Тогда кошка чуть не потеряла над собой контроль, это момент, когда взрослые мужчины принялись в один голос ругать и осуждать Грейс. Хауфо зарычала, и хотела уже влезть, но её осадил голос в голове, мягко успокоил и заставил сесть обратно, выдыхая, потому что Грейс должна справиться сама.

Принцесса терпела этот шквал едких нападок, но иссякла довольно быстро. Собрав в кулак остатки своего мужества, она прошла мимо стоящих и сидящих мужей, замерла прямо напротив секретаря и, взяв из его рук пергамент, огласила повестку дня:

— Вино позапрошлого года, доход от улиц красных фонарей, празднования дня Бахуса и легализация невольничьего рынка в Хлависе? — Грейс вскинула брови, — это, по-вашему государственные дела? Да вы просто издеваетесь!

От возгласа нахмурившейся принцессы собравшиеся опешили.
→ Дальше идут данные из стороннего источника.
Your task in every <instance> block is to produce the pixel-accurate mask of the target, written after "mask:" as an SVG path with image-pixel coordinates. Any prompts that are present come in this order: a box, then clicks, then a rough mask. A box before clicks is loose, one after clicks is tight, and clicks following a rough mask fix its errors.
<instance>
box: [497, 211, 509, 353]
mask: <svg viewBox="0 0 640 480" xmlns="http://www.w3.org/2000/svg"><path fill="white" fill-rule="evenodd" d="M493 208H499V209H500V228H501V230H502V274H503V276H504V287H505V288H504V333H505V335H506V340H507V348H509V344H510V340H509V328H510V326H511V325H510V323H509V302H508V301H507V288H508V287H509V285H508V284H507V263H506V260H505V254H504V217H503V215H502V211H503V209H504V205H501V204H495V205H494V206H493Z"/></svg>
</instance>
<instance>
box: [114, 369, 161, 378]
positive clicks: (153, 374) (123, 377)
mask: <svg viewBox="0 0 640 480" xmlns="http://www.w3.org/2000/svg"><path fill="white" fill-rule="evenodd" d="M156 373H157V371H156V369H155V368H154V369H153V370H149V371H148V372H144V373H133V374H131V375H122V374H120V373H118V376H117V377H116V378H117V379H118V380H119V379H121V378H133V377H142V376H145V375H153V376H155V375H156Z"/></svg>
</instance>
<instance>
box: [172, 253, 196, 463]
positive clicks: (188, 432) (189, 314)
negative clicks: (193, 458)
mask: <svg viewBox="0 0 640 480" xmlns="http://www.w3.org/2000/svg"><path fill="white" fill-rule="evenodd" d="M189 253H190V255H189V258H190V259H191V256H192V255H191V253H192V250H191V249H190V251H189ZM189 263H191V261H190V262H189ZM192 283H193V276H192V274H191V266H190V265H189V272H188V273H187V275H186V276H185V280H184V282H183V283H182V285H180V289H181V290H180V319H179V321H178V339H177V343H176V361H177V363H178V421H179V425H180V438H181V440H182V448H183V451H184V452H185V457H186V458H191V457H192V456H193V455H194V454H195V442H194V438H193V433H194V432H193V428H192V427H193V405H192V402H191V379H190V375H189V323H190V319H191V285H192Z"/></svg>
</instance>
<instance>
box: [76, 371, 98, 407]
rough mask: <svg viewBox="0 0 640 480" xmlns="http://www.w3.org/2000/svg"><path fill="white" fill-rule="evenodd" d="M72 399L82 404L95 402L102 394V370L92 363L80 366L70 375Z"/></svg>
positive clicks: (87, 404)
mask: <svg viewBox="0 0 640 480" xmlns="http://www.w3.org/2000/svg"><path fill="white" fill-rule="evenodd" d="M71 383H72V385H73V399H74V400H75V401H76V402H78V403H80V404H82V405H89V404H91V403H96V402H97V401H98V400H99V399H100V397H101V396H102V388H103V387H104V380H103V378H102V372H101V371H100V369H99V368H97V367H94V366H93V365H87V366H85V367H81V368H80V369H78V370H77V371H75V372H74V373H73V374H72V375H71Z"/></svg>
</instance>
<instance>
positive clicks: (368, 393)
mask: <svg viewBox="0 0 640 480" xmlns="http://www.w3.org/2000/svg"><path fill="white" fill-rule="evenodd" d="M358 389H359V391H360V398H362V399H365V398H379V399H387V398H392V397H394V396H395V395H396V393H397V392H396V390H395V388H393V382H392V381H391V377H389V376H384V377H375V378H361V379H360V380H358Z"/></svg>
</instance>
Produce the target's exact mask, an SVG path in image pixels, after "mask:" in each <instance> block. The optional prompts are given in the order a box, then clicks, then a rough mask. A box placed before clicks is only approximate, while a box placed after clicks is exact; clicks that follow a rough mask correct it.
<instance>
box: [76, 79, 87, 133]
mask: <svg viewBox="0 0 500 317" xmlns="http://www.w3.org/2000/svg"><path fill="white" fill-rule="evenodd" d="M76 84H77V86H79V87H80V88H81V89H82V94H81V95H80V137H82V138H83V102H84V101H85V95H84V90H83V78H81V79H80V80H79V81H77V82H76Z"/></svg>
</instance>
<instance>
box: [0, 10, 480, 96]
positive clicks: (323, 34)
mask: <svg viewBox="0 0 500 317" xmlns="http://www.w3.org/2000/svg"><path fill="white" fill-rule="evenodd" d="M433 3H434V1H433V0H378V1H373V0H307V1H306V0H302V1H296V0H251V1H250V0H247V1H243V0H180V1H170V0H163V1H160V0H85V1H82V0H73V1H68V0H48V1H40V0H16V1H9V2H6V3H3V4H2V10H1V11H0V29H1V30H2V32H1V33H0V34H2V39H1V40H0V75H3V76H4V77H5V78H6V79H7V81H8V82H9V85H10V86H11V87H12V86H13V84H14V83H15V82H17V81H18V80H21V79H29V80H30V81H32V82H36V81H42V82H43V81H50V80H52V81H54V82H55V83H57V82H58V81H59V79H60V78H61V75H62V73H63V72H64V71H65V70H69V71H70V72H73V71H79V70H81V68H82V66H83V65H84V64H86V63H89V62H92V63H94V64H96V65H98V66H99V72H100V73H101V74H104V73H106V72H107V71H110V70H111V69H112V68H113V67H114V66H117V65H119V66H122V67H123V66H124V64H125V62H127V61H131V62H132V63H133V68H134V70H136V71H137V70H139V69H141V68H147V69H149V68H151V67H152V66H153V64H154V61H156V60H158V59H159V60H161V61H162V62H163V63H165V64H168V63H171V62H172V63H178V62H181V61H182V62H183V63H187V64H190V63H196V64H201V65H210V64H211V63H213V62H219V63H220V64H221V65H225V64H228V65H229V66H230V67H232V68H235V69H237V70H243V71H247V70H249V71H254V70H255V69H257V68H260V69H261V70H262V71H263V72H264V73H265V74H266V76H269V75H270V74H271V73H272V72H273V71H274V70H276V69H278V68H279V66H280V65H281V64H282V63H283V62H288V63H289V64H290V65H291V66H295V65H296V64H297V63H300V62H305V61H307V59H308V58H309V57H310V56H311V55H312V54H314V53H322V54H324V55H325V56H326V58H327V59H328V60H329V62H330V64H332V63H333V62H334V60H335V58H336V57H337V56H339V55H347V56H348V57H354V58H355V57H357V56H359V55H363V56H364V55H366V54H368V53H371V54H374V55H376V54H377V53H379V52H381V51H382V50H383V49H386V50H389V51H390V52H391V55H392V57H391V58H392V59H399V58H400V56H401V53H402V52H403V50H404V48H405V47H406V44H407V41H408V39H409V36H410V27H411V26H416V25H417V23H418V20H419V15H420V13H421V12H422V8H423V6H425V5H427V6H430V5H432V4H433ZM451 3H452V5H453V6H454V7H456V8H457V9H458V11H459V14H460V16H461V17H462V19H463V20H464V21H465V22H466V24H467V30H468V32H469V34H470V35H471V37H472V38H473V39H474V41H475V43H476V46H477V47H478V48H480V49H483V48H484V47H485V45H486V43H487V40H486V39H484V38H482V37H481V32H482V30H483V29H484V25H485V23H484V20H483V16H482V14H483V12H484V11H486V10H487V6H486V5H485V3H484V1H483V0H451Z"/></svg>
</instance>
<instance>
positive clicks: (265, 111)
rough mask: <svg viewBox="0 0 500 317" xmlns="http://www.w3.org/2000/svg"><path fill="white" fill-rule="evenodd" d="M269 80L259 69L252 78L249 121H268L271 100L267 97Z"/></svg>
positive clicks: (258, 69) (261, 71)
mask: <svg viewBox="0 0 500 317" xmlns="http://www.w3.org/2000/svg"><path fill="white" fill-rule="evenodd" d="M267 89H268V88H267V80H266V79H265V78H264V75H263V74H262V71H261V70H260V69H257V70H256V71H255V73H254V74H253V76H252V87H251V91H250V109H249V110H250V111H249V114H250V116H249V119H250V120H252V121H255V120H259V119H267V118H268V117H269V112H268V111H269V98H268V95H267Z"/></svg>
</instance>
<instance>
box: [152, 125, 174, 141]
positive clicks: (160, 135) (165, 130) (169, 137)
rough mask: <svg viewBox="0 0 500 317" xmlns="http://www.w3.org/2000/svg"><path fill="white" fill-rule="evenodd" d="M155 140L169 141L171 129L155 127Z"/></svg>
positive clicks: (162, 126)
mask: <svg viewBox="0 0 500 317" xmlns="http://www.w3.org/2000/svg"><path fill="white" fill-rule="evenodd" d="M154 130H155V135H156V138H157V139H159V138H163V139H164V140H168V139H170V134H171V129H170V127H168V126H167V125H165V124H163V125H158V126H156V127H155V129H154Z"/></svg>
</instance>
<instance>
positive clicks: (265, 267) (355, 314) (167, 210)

Повезло, что король был на охоте и выдвинул вместо себя в скучный совет Аскира, правую руку, что на Севере зовут десницей. Элеманх бы отослал дочь незамедлительно, но остальные не смели дерзить ей, тем более, то и дело, натыкаясь глазами на брошь Фирнена.

— Вы думать должны о посевах, об урожае, о распределении хлеба и торговле! Так, ты, — она глянула теперь на писца, — пиши! Пересмотреть указы о наемной рабочей силе и дать возможность работать женщинам. В частности, вдовам и сиротам! Тем, кто утратил кормильца и теперь не может добывать пропитание иным путем, как…

— Вот ещё, чтобы девица нам указывала! Какое неуважение! — возмутился снова Кэлс, — я требую, чтобы вы удалились, Ваше Высочество!

На сторону Кэлса встали Сэкао и Аскир, который уже понимал, что стоит Элеманхку прознать о выпаде его дочери, как беды не миновать.

— Я никуда не уйду. Покинуть зал Совета могут все желающие, все, кто считает себя униженным моим присутствием. Однако я бы попросила вас остаться, — Грейс потряхивало, — ваши знания и связи нужны Эритрее. Она достаточно страдала.

— Послушайте, Ваше Высочество, — сказал молчавший до этого мига Рэйманх, он держал в руке пергамент, на котором были написаны вопросы повестки дня, — если помыслы ваши и чисты, а намерения благородны, все равно, вы должны понимать, что на все ваши чаяния нужны деньги. Казна пуста. Эритрее нечего предложить своему народу. Мы не можем поднять налоги. Рабочим будет нечего платить, если мы обманем их, упасите боги, может начаться восстание. Нет денег — нет рабочих, нет работы, нет денег и еды. Круг замкнулся… думаете, мы все тут просто так собираемся и сердца наши не горят желанием послужить отечеству? Вовсе нет, голубка.